AIHWKIT-Lightning is a specialized, performance-focused toolkit that complements IBM's AIHWKIT - the comprehensive analog AI hardware simulation framework. While AIHWKIT offers extensive features for research and development with rich simulation capabilities, AIHWKIT-Lightning prioritizes speed and scalability for production-scale training:

  • AIHWKIT: Feature-rich, comprehensive simulation, ideal for research and prototyping
  • AIHWKIT-Lightning: Streamlined, fast, optimized for large-scale training

Models can be easily converted between the two frameworks, allowing you to train efficiently with Lightning and then export to AIHWKIT for detailed analysis and inference simulation.

Installing the nightly version (recommended)

pip install git+https://github.com/IBM/aihwkit-lightning.git

or with

git clone git@github.com:IBM/aihwkit-lightning.git
cd aihwkit-lightning
pip install -e .

Installing a previous version

Note: For previous versions, make sure your setuptools is at version setuptools==75.1.0.

For version v1.0.1, you can do

pip install scikit-build
pip install git+https://github.com/IBM/aihwkit-lightning.git@v1.0.1

or with

git clone git@github.com:IBM/aihwkit-lightning.git
pip install scikit-build
git checkout v1.0.1
cd aihwkit-lightning
pip install -e .

Examples

Basic Training

from torch import Tensor
from torch.nn.functional import mse_loss
from torch.optim import SGD

# Import the aihwkit constructs.
from aihwkit_lightning.nn import AnalogLinear
from aihwkit_lightning.optim import AnalogOptimizer
from aihwkit_lightning.simulator.configs import TorchInferenceRPUConfig

x = Tensor([[0.1, 0.2, 0.4, 0.3], [0.2, 0.1, 0.1, 0.3]])
y = Tensor([[1.0, 0.5], [0.7, 0.3]])

# Define a network using a single Analog layer.
model = AnalogLinear(4, 2, rpu_config=TorchInferenceRPUConfig())

# Use the analog-aware stochastic gradient descent optimizer.
opt = AnalogOptimizer(SGD, model.analog_layers(), model.parameters(), lr=0.01)

# Train the network.
for epoch in range(10):
    pred = model(x)
    loss = mse_loss(pred, y)
    loss.backward()
    opt.step()
    print(f"Loss error: {loss:.4f}")

Advanced Training

In the examples folder, we have some examples that show how to use the AIHWKIT-Lightning:

Exporting to AIHWKIT

One can easily convert any model trained with AIHWKIT-Lightning to AIHWKIT.

from aihwkit_lightning.nn.export import export_to_aihwkit
# `model` is a model from AIHWKIT-Lightning
# `max_output_size` <= 0 means that we do not
# split layers along the output dimension
aihwkit_model = export_to_aihwkit(model=model, max_output_size=-1)

Contributing

Before starting to write code for a possible contribution, please get in touch with us on Slack or by opening an issue.

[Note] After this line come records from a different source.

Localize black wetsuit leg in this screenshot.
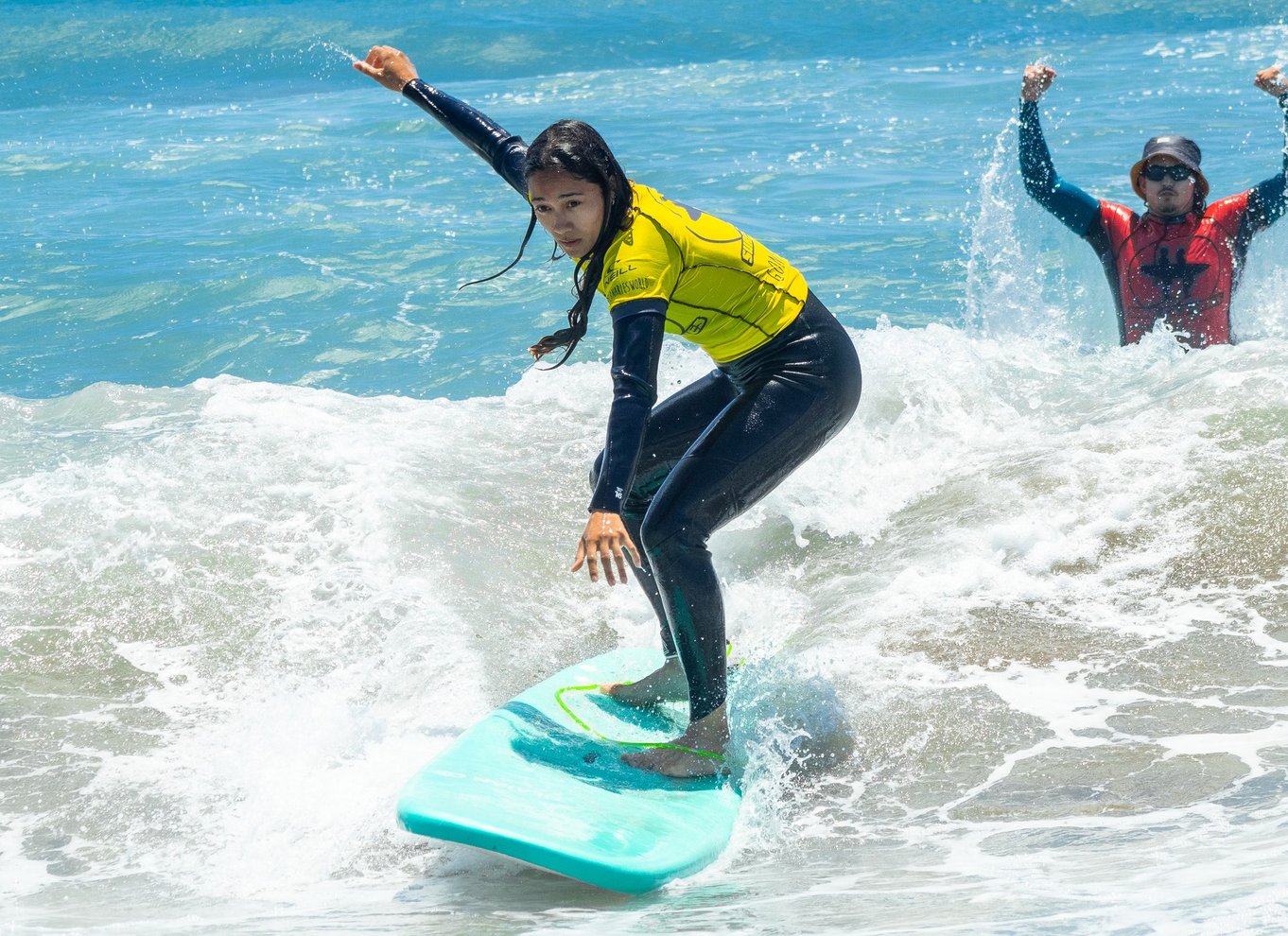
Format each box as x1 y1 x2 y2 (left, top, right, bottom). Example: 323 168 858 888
595 293 862 719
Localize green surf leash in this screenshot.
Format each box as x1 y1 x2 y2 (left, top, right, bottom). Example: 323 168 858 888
555 683 723 761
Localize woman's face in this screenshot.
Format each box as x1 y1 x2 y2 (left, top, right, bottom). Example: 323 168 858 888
1140 156 1194 217
528 168 604 260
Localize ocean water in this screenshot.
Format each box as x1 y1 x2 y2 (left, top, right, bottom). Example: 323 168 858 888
8 0 1288 936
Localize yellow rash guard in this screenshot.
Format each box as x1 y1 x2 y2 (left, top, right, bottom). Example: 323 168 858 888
599 182 808 363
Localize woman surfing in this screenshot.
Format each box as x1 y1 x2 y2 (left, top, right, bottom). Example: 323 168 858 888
353 45 862 776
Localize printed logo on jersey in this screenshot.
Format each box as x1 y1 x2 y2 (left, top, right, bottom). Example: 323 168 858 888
1121 231 1232 344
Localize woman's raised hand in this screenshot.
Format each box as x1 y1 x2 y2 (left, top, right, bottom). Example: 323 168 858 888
353 45 420 92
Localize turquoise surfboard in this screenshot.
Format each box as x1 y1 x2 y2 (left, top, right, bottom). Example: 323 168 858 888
398 648 742 893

We can then discuss whether the proposed feature makes sense for this toolkit and how to proceed.

For bug-fixes, please follow the instructions below.

Install the development requirements.

pip install -r requirements_dev.txt
mypy --install-types

Create a fork from the main branch and make a well-documented PR. Make sure to run the following before submitting the PR:

make pytest
make black
make mypy
make pycodestyle
make pylint

All of these should pass.

triton mode

For triton on a CPU, you can build it using

git clone https://github.com/triton-lang/triton.git;
cd triton/python;
pip install ninja cmake wheel; # build-time dependencies
pip install -e .

and then when you want to run/test stuff in triton on a CPU, you can prepend TRITON_CPU_BACKEND=1 before your script. This is a feature added from Triton-CPU. This mode is very handy for debugging.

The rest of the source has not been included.